According to Lawson, he was lucky to catch a charter plane bound for Europe. Remarking on the differences between the situation he was leaving in the States and his arrival in Europe, Lawson said, “I remember leaving where cops were shooting without even thinking and getting off the plane in England — where the cops had bicycles and Billy clubs and said, ‘Welcome to England, old chum.’”

Lawson said the racial attitudes he encountered in Europe were a reason he stayed abroad — “It boosted my faith about equal play, but still was challenging. It was quite a few years before I moved back to the States.”

Lawson believed that there were more opportunities in Europe for him at the time, describing the experiences of some of the men he’d served with.

“The guys I was in the service with, they had stayed over there and even married European women, and had careers in music,” he said.
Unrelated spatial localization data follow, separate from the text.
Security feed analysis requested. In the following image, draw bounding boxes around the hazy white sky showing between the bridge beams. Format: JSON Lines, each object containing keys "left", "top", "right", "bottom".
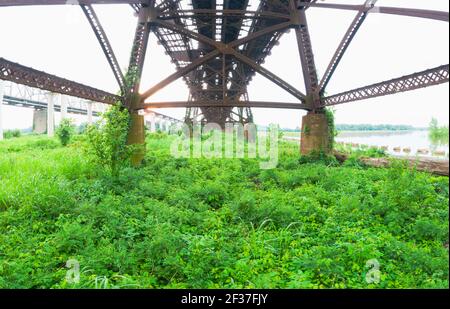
{"left": 0, "top": 0, "right": 449, "bottom": 128}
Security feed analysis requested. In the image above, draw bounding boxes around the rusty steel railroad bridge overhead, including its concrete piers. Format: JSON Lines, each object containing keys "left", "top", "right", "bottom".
{"left": 0, "top": 0, "right": 449, "bottom": 161}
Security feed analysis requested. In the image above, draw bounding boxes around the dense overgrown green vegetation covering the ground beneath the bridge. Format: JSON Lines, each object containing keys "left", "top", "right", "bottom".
{"left": 0, "top": 135, "right": 449, "bottom": 288}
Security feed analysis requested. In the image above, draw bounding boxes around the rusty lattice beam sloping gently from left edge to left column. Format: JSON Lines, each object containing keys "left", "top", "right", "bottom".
{"left": 0, "top": 58, "right": 121, "bottom": 104}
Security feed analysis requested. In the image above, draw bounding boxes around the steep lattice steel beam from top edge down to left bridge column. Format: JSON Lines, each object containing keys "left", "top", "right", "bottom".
{"left": 80, "top": 5, "right": 125, "bottom": 94}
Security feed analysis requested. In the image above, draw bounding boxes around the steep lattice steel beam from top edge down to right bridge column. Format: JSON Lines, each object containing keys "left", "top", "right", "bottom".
{"left": 319, "top": 0, "right": 377, "bottom": 94}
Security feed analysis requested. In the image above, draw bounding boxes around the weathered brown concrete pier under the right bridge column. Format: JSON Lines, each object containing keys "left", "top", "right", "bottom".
{"left": 300, "top": 113, "right": 332, "bottom": 155}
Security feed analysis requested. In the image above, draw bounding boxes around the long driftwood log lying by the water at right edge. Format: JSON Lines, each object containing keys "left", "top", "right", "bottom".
{"left": 334, "top": 152, "right": 449, "bottom": 176}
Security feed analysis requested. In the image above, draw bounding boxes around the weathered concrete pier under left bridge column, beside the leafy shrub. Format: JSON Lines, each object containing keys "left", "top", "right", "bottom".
{"left": 127, "top": 95, "right": 145, "bottom": 167}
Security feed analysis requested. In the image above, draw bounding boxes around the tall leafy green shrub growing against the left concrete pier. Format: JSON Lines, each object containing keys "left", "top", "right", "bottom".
{"left": 85, "top": 104, "right": 133, "bottom": 177}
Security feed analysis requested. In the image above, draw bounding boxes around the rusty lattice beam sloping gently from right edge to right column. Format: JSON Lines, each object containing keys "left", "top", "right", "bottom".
{"left": 322, "top": 64, "right": 449, "bottom": 107}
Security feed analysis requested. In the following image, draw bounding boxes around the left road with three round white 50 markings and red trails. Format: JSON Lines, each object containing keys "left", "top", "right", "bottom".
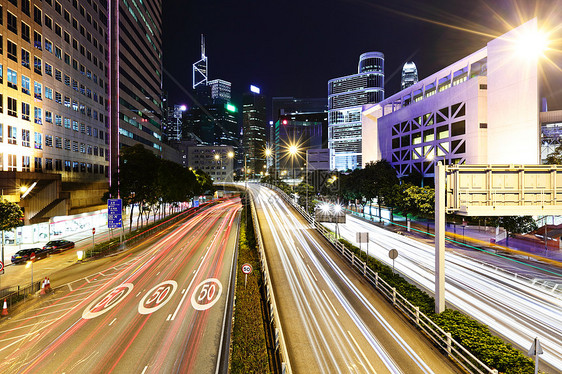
{"left": 0, "top": 201, "right": 240, "bottom": 374}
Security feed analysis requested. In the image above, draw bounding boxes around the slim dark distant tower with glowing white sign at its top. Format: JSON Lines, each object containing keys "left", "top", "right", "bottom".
{"left": 242, "top": 86, "right": 267, "bottom": 176}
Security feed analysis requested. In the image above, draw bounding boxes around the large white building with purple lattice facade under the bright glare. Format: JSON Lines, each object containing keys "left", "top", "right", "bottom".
{"left": 362, "top": 19, "right": 540, "bottom": 177}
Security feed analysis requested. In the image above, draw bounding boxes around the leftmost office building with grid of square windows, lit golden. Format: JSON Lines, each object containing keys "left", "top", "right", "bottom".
{"left": 0, "top": 0, "right": 109, "bottom": 224}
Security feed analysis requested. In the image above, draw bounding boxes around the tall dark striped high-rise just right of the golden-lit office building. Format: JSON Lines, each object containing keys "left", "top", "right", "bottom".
{"left": 108, "top": 0, "right": 162, "bottom": 183}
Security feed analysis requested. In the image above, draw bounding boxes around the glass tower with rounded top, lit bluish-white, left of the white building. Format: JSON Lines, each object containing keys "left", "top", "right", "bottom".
{"left": 328, "top": 52, "right": 384, "bottom": 170}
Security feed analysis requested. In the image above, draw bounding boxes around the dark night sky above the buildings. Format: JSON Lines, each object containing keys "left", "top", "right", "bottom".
{"left": 163, "top": 0, "right": 562, "bottom": 119}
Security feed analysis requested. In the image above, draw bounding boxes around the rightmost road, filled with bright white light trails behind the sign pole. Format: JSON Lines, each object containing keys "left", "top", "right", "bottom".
{"left": 326, "top": 215, "right": 562, "bottom": 373}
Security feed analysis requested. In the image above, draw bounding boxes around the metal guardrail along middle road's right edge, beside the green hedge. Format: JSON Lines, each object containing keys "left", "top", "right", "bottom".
{"left": 266, "top": 185, "right": 498, "bottom": 374}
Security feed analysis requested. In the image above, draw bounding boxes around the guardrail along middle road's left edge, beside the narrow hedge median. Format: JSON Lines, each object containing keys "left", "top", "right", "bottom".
{"left": 246, "top": 189, "right": 292, "bottom": 374}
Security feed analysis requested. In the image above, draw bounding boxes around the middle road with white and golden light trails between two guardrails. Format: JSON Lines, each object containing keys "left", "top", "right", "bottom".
{"left": 250, "top": 184, "right": 458, "bottom": 373}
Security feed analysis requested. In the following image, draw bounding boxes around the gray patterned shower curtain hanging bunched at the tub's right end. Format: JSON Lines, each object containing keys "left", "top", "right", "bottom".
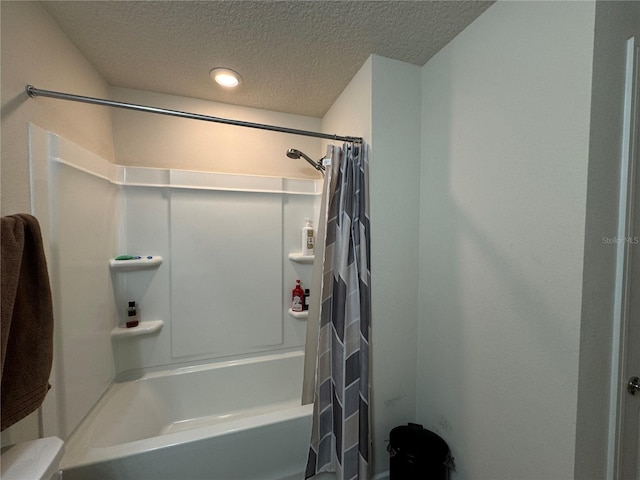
{"left": 305, "top": 143, "right": 371, "bottom": 480}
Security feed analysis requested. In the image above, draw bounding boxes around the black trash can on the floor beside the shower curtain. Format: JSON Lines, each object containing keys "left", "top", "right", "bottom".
{"left": 388, "top": 423, "right": 453, "bottom": 480}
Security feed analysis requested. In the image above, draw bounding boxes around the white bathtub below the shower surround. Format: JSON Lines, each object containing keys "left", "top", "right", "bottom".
{"left": 61, "top": 352, "right": 312, "bottom": 480}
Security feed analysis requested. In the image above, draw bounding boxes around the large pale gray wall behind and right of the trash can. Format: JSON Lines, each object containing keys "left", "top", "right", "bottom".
{"left": 417, "top": 2, "right": 595, "bottom": 480}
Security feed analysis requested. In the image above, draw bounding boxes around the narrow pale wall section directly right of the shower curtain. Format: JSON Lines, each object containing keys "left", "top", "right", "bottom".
{"left": 370, "top": 56, "right": 421, "bottom": 472}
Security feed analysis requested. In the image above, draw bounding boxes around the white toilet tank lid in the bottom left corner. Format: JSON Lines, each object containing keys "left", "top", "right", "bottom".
{"left": 0, "top": 437, "right": 64, "bottom": 480}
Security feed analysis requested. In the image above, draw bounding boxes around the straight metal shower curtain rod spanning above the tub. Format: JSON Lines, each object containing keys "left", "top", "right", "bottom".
{"left": 26, "top": 85, "right": 363, "bottom": 143}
Lawson traveled around Europe in search of his army buddies, who he had trouble locating. With money getting low, Lawson was able to survive through the guidance of the travel book “Europe on $5 a Day,” which advised visitors on how to live in Europe on a low budget.

“I wore that book out. Matter of fact, I was able to do much better than that,” Lawson said.

Eventually, Lawson found his way to Greece, where he lived for two years.

“It was kind of what I wanted to do anyway as a kid — I read a lot of Marco Polo stuff, and I also felt like it would keep me out of trouble. I thought I was going to go around the world and get back to Yellow Springs. I got back to Yellow Springs, but not by traveling around the world,” Lawson quipped.